Dolby HX PRO Dicrete Circuit.

My AIWA cassette(AD-R707) has this feature. If anyone can explain what this means in practical terms, pls do.

From the manual

DOLBY HX PRO Discrete Circuit

" When a source containing high freq components is recorded, these components function as a bias and the high freq characteristics deteriorate. DOLBY HX PRO is a servo control system which always provides the most suitable value of bias by calculating the recording signal & the recording bias current as a whole. A metal-tape-like performance is attained even with LH tapes, because the freq response is kept flat at all times by stabilising the dynamic freq characteristics. Furthermore the DOLBY HX PRO substantially expands the high freq dynamic range.

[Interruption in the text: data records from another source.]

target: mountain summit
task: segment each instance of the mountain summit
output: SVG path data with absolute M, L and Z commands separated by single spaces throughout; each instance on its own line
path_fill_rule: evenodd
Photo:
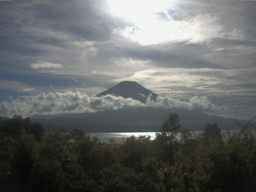
M 146 103 L 147 97 L 150 95 L 151 95 L 152 100 L 155 100 L 158 96 L 135 81 L 126 81 L 120 82 L 114 87 L 102 92 L 97 96 L 100 97 L 108 94 L 121 96 L 124 98 L 132 98 L 142 103 Z

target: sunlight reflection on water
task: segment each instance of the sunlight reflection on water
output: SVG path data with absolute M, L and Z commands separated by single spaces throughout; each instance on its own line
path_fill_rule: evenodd
M 231 133 L 238 132 L 239 130 L 231 130 Z M 227 131 L 227 130 L 222 130 L 221 131 L 222 134 L 224 134 Z M 195 135 L 202 133 L 202 131 L 192 131 L 191 132 L 192 134 Z M 256 136 L 256 130 L 252 131 L 254 135 Z M 132 135 L 134 135 L 136 137 L 138 137 L 140 136 L 150 136 L 150 139 L 153 140 L 156 138 L 155 133 L 156 132 L 126 132 L 126 133 L 88 133 L 92 140 L 94 137 L 97 137 L 98 140 L 102 143 L 105 142 L 105 143 L 110 143 L 110 139 L 114 140 L 114 143 L 120 144 L 121 143 L 122 141 L 125 139 L 126 138 L 130 137 Z

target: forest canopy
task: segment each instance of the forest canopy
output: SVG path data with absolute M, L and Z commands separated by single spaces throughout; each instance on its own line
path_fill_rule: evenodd
M 45 132 L 14 116 L 0 122 L 1 191 L 255 191 L 250 122 L 224 134 L 209 123 L 192 136 L 180 121 L 170 114 L 154 140 L 132 136 L 109 144 L 77 129 Z

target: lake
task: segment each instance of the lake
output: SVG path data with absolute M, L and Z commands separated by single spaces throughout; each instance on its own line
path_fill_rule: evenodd
M 240 130 L 231 130 L 232 133 L 238 132 Z M 224 134 L 227 131 L 227 130 L 222 130 L 221 131 L 222 134 Z M 196 135 L 202 133 L 202 131 L 192 131 L 192 134 Z M 256 136 L 256 130 L 254 130 L 252 132 L 254 135 Z M 93 140 L 94 137 L 97 137 L 99 141 L 102 143 L 110 143 L 110 139 L 114 140 L 114 143 L 120 144 L 122 141 L 125 139 L 126 138 L 130 137 L 132 135 L 134 135 L 136 137 L 141 135 L 150 136 L 151 139 L 153 140 L 156 138 L 156 132 L 126 132 L 126 133 L 87 133 L 91 139 Z

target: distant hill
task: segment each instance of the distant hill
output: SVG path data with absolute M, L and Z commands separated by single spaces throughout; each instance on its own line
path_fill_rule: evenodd
M 155 100 L 158 96 L 135 82 L 123 81 L 97 96 L 108 94 L 131 98 L 145 103 L 151 95 Z M 96 113 L 38 115 L 32 119 L 47 129 L 78 128 L 86 132 L 147 132 L 159 131 L 170 113 L 177 113 L 181 119 L 182 129 L 200 130 L 208 123 L 217 123 L 222 130 L 238 129 L 235 120 L 209 115 L 199 110 L 163 109 L 148 107 L 126 107 L 118 110 Z M 242 126 L 248 121 L 239 120 Z M 255 124 L 255 122 L 254 123 Z
M 154 132 L 158 130 L 154 126 L 134 126 L 119 124 L 103 123 L 83 119 L 62 116 L 52 118 L 31 118 L 34 122 L 38 122 L 47 130 L 54 131 L 59 128 L 67 130 L 76 128 L 87 132 Z
M 132 98 L 142 103 L 145 103 L 146 97 L 150 95 L 151 96 L 151 100 L 155 100 L 158 96 L 134 81 L 123 81 L 102 92 L 97 96 L 100 97 L 108 94 L 122 96 L 124 98 Z
M 181 129 L 201 130 L 208 123 L 213 122 L 217 123 L 223 130 L 239 129 L 234 119 L 209 115 L 199 110 L 180 108 L 125 107 L 97 113 L 37 116 L 31 118 L 40 122 L 46 129 L 62 127 L 68 130 L 79 128 L 88 132 L 147 132 L 159 131 L 169 113 L 174 112 L 181 119 Z M 248 121 L 238 121 L 243 126 Z M 255 125 L 255 122 L 254 123 Z

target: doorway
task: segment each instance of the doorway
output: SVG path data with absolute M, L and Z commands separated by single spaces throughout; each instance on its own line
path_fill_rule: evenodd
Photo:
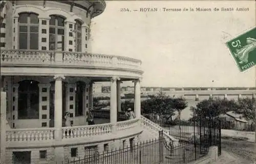
M 31 151 L 13 152 L 13 164 L 31 164 Z

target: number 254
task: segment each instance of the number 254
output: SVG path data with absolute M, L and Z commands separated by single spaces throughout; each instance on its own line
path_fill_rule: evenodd
M 231 44 L 233 47 L 238 47 L 238 48 L 241 48 L 242 47 L 242 46 L 241 45 L 240 40 L 237 40 L 235 42 L 232 42 Z

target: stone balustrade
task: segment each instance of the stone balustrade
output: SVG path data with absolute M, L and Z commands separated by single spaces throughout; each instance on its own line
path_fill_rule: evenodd
M 111 124 L 63 127 L 62 128 L 62 139 L 110 135 L 112 133 L 112 129 Z
M 119 121 L 117 124 L 117 131 L 122 131 L 127 129 L 132 129 L 139 125 L 139 119 L 132 119 L 123 121 Z
M 163 131 L 163 137 L 165 140 L 168 142 L 172 142 L 172 145 L 177 146 L 179 142 L 179 139 L 174 138 L 172 136 L 169 135 L 169 131 L 166 129 L 162 128 L 161 127 L 146 118 L 146 117 L 141 116 L 141 121 L 143 127 L 146 127 L 148 129 L 151 129 L 153 132 L 158 133 L 160 131 Z
M 109 110 L 92 110 L 92 112 L 95 118 L 110 118 L 110 111 Z M 125 116 L 125 112 L 119 112 L 117 114 L 118 121 L 127 119 L 127 116 Z
M 141 70 L 141 61 L 114 55 L 54 51 L 3 50 L 1 65 L 113 68 Z
M 54 139 L 54 128 L 11 129 L 6 131 L 6 141 L 30 141 Z

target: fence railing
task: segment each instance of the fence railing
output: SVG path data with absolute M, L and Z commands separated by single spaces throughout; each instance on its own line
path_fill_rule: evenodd
M 210 146 L 218 146 L 218 155 L 221 154 L 221 120 L 200 118 L 191 121 L 178 120 L 169 121 L 163 118 L 147 116 L 152 121 L 168 130 L 169 135 L 178 139 L 180 142 L 196 143 L 201 145 L 201 143 L 207 141 Z M 204 141 L 205 139 L 207 141 Z
M 163 131 L 159 132 L 159 135 L 157 138 L 122 149 L 100 152 L 97 148 L 86 150 L 83 157 L 69 159 L 67 163 L 185 164 L 207 155 L 210 146 L 205 138 L 200 144 L 183 142 L 174 147 L 167 144 Z

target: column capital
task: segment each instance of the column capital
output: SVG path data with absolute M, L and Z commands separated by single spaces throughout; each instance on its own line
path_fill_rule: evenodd
M 135 79 L 133 80 L 133 83 L 137 83 L 137 82 L 141 82 L 142 80 L 142 78 L 139 78 L 138 79 Z
M 111 77 L 111 79 L 110 80 L 111 80 L 112 82 L 120 80 L 120 78 L 118 77 L 114 76 L 114 77 Z
M 56 75 L 53 77 L 53 79 L 55 80 L 65 80 L 66 78 L 63 75 Z

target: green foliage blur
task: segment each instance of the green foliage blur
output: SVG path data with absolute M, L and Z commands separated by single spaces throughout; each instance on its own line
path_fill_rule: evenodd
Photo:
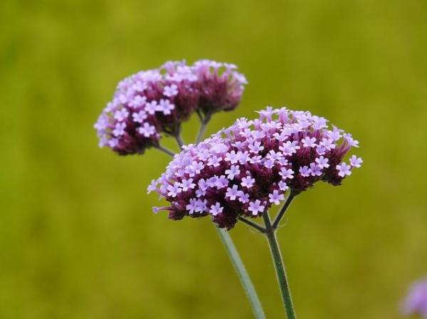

This is not a noise reduction system.
The system functions automatically when the deck is in the Rec mode."
In short it is servo on the bias as they explained. Tape bias is non audible high frequency recorded with music that reduces distortions of the tape. Bias also reduces upper bandwidth so usually some compromise is taken. Because high frequencies in music also work as bias, controlling total amount of them at given moment will keep distortions low while extending bandwidth. System that adjusts amount of bias to keep constant bias+musicHF is called servo and it is the best thing since sliced bread (I had Aiwa deck).
Are u familiar with AMTS? MO is that these 2 features make the 707 quite unique(there is a 505 where the only diff is the counter mechanism). The manual also says that the MPX filter kicks in when using Dolby B or C NR. What does the MPX do?

I have used this deck for the Roscoe Remasters. If u are a Beatlemaniac pls check out that topic under Beatle Music at r
Sorry about that-- is the correct address.
MPX, which means multiplex. In this case the stereo carrier freq used on analog FM broadcasts.
If memory serves it is at 19 kHz and has to be removed to keep the bias correct.
Thanks for response but are u saying it is for FM radio? The manual says that it operates when the Dolby NR is used-- b or c.
Nope. Just saying that it removes the mpx if you record from FM.